Reputation: 305
I'm currently trying to call a function to which I pass multiple file names and expect the function to read the files and generate the appropriate structs and return them in a Vec<Audit>
. I've been able to accomplish it reading the files one by one but I want to achieve it using threads.
This is the function:
fn generate_audits_from_files(files: Vec<String>) -> Vec<Audit> {
let mut audits = Arc::new(Mutex::new(vec![]));
let mut handlers = vec![];
for file in files {
let audits = Arc::clone(&audits);
handlers.push(thread::spawn(move || {
let mut audits = audits.lock().unwrap();
audits.push(audit_from_xml_file(file.clone()));
audits
}));
}
for handle in handlers {
let _ = handle.join();
}
audits
.lock()
.unwrap()
.into_iter()
.fold(vec![], |mut result, audit| {
result.push(audit);
result
})
}
But it won't compile due to the following error:
error[E0277]: `MutexGuard<'_, Vec<Audit>>` cannot be sent between threads safely
--> src/main.rs:82:23
|
82 | handlers.push(thread::spawn(move || {
| ^^^^^^^^^^^^^ `MutexGuard<'_, Vec<Audit>>` cannot be sent between threads safely
|
::: /home/enthys/.rustup/toolchains/nightly-x86_64-unknown-linux-gnu/lib/rustlib/src/rust/library/std/src/thread/mod.rs:618:8
I have tried wrapping the generated Audit
structs in Some(Audit)
to avoid the MutexGuard
but then I stumble with Poisonned Thread
issues.
Upvotes: 0
Views: 630
Reputation: 42282
The cause of the error is that after after pushing the new Audit into the (locked) audits vec you then try to return the vec's MutexGuard
.
In Rust, a thread's function can actually return values, the point of doing that is to send the value back to whoever is join
-ing the thread. This means the value is going to move between threads, so the value needs to be movable betweem threads (aka Send
), which mutex guards have no reason to be[0].

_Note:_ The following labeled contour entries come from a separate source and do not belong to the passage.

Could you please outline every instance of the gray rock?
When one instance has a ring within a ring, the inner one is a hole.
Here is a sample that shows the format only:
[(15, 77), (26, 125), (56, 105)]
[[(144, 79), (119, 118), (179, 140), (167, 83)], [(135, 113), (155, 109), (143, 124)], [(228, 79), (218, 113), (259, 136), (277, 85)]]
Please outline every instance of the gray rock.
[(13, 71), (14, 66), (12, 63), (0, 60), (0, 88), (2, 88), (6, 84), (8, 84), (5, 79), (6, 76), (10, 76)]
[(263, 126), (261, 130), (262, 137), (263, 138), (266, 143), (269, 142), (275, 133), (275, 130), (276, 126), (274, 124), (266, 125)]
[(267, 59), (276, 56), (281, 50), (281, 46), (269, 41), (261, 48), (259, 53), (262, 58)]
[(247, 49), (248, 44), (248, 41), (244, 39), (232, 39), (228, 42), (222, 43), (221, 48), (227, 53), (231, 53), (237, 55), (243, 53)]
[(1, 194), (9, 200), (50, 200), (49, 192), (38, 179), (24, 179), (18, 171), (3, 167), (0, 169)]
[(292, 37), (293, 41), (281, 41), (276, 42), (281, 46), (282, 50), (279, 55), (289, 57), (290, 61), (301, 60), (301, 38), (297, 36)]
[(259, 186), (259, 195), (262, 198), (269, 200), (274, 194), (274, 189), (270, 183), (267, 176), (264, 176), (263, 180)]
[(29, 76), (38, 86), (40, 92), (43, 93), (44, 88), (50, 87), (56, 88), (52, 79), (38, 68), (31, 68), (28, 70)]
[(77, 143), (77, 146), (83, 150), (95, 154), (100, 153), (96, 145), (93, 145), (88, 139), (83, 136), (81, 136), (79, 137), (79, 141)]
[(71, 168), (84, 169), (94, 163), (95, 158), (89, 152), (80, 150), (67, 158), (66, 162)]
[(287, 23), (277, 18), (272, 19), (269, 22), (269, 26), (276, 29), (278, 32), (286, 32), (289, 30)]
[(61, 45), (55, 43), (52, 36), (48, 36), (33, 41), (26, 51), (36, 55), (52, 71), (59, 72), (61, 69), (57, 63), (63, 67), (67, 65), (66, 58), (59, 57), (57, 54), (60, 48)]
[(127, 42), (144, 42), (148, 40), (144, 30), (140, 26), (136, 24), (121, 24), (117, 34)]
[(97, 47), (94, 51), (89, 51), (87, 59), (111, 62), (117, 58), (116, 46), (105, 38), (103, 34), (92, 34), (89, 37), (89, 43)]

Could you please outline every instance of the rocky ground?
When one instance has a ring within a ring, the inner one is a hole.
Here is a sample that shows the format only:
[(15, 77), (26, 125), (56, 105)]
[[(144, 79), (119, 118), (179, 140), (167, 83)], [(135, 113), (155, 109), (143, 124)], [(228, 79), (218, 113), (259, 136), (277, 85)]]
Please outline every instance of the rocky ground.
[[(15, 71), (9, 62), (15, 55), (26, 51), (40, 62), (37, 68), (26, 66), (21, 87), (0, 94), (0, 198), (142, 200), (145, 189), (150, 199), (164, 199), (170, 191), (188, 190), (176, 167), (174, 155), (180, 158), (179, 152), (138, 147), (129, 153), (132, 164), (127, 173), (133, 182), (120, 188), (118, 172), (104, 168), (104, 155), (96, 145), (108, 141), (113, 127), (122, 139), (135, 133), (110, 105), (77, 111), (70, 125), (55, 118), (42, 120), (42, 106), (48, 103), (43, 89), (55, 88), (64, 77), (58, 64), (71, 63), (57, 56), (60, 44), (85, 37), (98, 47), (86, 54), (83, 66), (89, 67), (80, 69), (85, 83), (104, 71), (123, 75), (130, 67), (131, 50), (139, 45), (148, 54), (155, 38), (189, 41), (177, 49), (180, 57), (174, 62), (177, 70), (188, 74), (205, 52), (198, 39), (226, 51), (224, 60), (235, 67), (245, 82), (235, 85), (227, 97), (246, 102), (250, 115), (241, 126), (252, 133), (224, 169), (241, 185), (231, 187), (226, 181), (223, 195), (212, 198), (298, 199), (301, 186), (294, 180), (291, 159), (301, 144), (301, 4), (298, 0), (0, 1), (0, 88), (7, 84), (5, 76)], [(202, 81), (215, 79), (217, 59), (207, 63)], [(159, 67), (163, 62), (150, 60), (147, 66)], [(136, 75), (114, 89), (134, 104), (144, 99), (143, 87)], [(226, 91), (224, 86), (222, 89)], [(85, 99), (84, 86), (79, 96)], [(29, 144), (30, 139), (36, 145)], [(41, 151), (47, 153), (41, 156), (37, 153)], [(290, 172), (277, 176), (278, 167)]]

The easy solution is to just... not do that. Just delete the last line of the spawn
function. Though it's not like the code works after that as you still have borrowing issue related to the thing at the end.
An alternative is to lean into the feature (especially if Audit
objects are not too big): drop the audits
vec entirely and instead have each thread return its audit, then collect from the handlers
when you join
them:
pub fn generate_audits_from_files(files: Vec<String>) -> Vec<Audit> {
let mut handlers = vec![];
for file in files {
handlers.push(thread::spawn(move || {
audit_from_xml_file(file)
}));
}
handlers.into_iter()
.map(|handler| handler.join().unwrap())
.collect()
}
Though at that point you might as well just let Rayon handle it:
use rayon::prelude::*;
pub fn generate_audits_from_files(files: Vec<String>) -> Vec<Audit> {
files.into_par_iter().map(audit_from_xml_file).collect()
}
That also avoids crashing the program or bringing the machine to its knees if you happen to have millions of files.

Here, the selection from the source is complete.